At the same time, the Archsummit summit also proposed that Tengine and swift communicate through the SPDY protocol to optimize the efficiency of HTTP. Therefore, CDN technology is still very deep, network, IO, multi-threading, tcp/ip,http These background common nouns in the face of the most vividly. Edge Corner

In fact, in the DNS query process has one such problem, authoritative server receives the request, can only get the local DNS IP, do not know the client IP. This is a very painful thing, so Google put forward a edns protocol, will take the client IP, but actually not practical, because it is equivalent to caching DNS query results when more than one-dimensional client IP, one-dimensional array of two-dimensional array, is simply a disaster of memory. So, we usually do not use 8.8.8.8 such a DNS server, otherwise people think you are in the United States, and then use the United States source station and you communicate, certainly slow into a dog ah. Summary

Summarize how the CDN works: Through the authoritative DNS server to achieve high-quality node selection, through the cache to reduce the source station pressure. Recommended Reading

Finally recommend Ali CDN Head of the Archsummit on the speech, the Ali CDN architecture is very clear. Many of the contents of this article come from this lecture. Links are here.

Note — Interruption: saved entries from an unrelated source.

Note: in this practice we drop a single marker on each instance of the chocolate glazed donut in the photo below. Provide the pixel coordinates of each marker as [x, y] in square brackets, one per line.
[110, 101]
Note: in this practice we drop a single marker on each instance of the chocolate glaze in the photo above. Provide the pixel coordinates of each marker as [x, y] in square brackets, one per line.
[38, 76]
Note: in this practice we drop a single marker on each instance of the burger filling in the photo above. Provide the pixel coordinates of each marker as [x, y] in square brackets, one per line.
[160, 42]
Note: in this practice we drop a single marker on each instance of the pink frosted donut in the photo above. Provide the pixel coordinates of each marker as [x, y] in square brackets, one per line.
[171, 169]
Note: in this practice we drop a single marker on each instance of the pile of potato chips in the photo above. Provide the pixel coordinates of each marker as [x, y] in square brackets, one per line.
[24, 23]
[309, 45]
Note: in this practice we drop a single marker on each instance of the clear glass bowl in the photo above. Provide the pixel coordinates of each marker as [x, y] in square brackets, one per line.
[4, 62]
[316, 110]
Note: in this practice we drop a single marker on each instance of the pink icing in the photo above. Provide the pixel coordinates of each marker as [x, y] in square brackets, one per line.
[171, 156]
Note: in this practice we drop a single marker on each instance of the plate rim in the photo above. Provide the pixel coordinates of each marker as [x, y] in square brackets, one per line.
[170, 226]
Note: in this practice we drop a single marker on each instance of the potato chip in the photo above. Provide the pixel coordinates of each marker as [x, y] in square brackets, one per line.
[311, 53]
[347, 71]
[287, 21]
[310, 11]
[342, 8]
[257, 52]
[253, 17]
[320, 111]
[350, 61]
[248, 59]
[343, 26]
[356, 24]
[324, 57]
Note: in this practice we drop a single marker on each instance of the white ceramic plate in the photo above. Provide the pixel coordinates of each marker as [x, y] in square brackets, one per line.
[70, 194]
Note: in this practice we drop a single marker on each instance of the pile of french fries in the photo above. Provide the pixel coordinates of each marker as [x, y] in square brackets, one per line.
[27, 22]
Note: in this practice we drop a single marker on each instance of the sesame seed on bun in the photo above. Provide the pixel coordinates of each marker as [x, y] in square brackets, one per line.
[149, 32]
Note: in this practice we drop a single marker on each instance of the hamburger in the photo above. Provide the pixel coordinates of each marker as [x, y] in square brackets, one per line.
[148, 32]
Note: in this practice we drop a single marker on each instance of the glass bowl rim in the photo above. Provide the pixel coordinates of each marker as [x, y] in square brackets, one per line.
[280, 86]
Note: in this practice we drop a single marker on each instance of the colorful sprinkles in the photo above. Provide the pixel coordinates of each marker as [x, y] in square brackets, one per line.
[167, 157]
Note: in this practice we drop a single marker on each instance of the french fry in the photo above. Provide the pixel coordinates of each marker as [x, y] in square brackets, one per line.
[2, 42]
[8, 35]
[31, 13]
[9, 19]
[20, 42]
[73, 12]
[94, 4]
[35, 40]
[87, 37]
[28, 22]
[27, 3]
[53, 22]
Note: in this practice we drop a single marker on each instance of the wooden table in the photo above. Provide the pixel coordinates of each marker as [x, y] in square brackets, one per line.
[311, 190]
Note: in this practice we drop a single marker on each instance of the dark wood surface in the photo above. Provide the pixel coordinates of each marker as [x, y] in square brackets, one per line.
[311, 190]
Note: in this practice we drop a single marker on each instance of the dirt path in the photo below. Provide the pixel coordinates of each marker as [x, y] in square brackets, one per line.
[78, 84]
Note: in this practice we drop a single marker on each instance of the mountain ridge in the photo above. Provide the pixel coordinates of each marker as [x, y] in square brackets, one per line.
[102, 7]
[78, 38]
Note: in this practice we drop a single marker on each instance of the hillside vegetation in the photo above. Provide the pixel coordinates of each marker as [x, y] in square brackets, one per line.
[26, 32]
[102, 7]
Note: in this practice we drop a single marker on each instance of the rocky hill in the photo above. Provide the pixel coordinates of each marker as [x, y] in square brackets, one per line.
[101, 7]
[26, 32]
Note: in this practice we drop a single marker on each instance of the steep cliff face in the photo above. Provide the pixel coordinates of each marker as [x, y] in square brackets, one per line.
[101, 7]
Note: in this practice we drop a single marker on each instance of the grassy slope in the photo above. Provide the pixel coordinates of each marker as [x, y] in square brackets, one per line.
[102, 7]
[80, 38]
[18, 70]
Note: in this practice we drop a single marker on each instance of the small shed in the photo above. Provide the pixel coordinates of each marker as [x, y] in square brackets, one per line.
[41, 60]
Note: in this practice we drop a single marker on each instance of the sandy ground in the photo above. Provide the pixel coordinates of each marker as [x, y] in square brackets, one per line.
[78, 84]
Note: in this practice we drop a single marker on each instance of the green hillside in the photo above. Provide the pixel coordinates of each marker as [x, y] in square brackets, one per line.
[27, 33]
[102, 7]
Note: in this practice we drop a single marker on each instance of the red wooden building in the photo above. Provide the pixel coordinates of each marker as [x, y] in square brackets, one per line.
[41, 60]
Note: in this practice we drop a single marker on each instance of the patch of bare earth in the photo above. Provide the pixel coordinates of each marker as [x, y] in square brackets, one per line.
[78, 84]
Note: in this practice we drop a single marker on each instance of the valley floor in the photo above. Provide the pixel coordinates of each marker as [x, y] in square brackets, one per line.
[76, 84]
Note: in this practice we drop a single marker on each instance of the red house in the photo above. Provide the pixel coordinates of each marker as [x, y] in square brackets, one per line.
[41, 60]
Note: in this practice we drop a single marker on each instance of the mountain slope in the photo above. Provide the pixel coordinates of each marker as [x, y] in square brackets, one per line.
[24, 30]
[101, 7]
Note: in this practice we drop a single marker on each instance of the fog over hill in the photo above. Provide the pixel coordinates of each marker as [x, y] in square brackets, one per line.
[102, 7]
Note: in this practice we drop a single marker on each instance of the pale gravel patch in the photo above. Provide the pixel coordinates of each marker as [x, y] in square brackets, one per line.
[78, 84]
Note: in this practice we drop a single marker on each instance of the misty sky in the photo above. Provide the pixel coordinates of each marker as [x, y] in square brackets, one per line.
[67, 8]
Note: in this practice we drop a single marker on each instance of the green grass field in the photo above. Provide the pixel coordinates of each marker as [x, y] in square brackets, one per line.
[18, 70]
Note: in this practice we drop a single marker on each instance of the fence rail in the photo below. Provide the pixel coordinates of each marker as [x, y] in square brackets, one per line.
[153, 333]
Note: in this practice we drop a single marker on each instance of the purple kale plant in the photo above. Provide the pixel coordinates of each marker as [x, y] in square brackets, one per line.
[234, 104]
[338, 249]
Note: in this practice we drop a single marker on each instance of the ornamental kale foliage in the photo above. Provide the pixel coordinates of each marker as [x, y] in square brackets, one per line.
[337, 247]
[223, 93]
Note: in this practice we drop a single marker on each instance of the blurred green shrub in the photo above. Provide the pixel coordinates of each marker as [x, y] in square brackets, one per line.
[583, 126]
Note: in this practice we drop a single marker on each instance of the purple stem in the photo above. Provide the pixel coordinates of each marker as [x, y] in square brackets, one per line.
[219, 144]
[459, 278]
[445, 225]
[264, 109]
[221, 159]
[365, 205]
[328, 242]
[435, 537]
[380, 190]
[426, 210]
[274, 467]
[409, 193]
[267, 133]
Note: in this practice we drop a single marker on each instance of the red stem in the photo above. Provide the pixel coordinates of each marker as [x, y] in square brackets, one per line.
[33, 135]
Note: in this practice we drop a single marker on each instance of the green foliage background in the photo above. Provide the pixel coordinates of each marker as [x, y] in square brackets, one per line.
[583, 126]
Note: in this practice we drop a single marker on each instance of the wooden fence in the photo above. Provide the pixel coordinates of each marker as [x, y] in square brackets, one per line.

Original link: http://www.cstdlib.com/tech/2015/08/18/what-is-cdn/

Contact Us

The content source of this page is from Internet, which doesn't represent Alibaba Cloud's opinion; products and services mentioned on that page don't have any relationship with Alibaba Cloud. If the content of the page makes you feel confusing, please write us an email, we will handle the problem within 5 days after receiving your email.

If you find any instances of plagiarism from the community, please send an email to: info-contact@alibabacloud.com and provide relevant evidence. A staff member will contact you within 5 working days.

A Free Trial That Lets You Build Big!

Start building with 50+ products and up to 12 months usage for Elastic Compute Service

  • Sales Support

    1 on 1 presale consultation

  • After-Sales Support

    24/7 Technical Support 6 Free Tickets per Quarter Faster Response

  • Alibaba Cloud offers highly flexible support services tailored to meet your exact needs.